これは悪い意味でのダブルスタンダードではなかろうか。

もうひとつ水力を維持すべきなには理由がある。それは揚水発電である。
原子力などの出力を調整できない発電方式では夜間には電気を“捨てて”いる。
もったいないのでそれを使って水をダムに戻してやり、昼間の発電に使う。
物理学的に見れば“エネルギーの貯蓄”なのだ。

計画を全体的に見ると、石油系火力を激減して原子力に置き換える、というのが基本的な流れに読める。ガスも減らす方向だ。
石油系は単価16円前後と高額だから当然だろう。
中心となるガス系に移行すればそれは11円前後である。
ところで原子力とガス系との発電量の比率をみると、ガスを100とすると原子力は4である。
ある意味、誤差の範囲内である。
ただでさえ「調達費に問題がある」といわれているガスの価格。
数パーセントという数字では無く、何倍もの高額で買っているのでは無いか、と国会ですら問題になっている。(普通は数パーセントオーダーで切り詰めるのが民間の感覚である)

原子力をやるやらないで「電気の販売価格」が左右されるなんて理由にはならんだろう。
それよりもガスの調達費を僅か10%でも下げればチャラになるのではなかろうか。
もう一度言うが、ガスの調達費はもう下げられないギリギリとは程遠く、国際的な標準よりも何倍も高くかかっているのである。

もうひとつが石炭系の単価の低さである。4円台でガスの半分以下。
24年→25年で90億kwhも増やせているのに25年→26年では微増である。
これもコストカット努力が足りないと言わざるを得ない。
原子力をやるやらないに関係なく、特に石油系からの置き換えをさらに加速させる意味でも早急に推進を続けるべきことではないのか。
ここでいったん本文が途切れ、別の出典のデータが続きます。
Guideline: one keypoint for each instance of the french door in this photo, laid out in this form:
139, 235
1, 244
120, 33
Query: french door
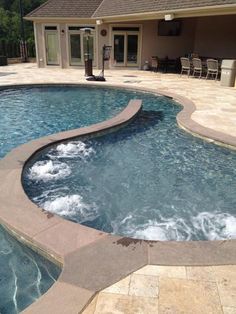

もちろん設備投資やら減価償却やらを考えればこんな単純にはできないのは自明だ。

しかし今回の省令で「燃料費だけで議論して良い」というのだからこのような議論をしてもおかしくはあるまい。
審議会においては是非とも最低でもこういう観点で追求をしていただきたい。
「差額がこれだけあがったので値段あげます」なんて生ぬるい説明で簡単に値上げを承認されては困る。
燃料費の観点から事業計画の不備を厳しく追及して棄却して欲しいものだ。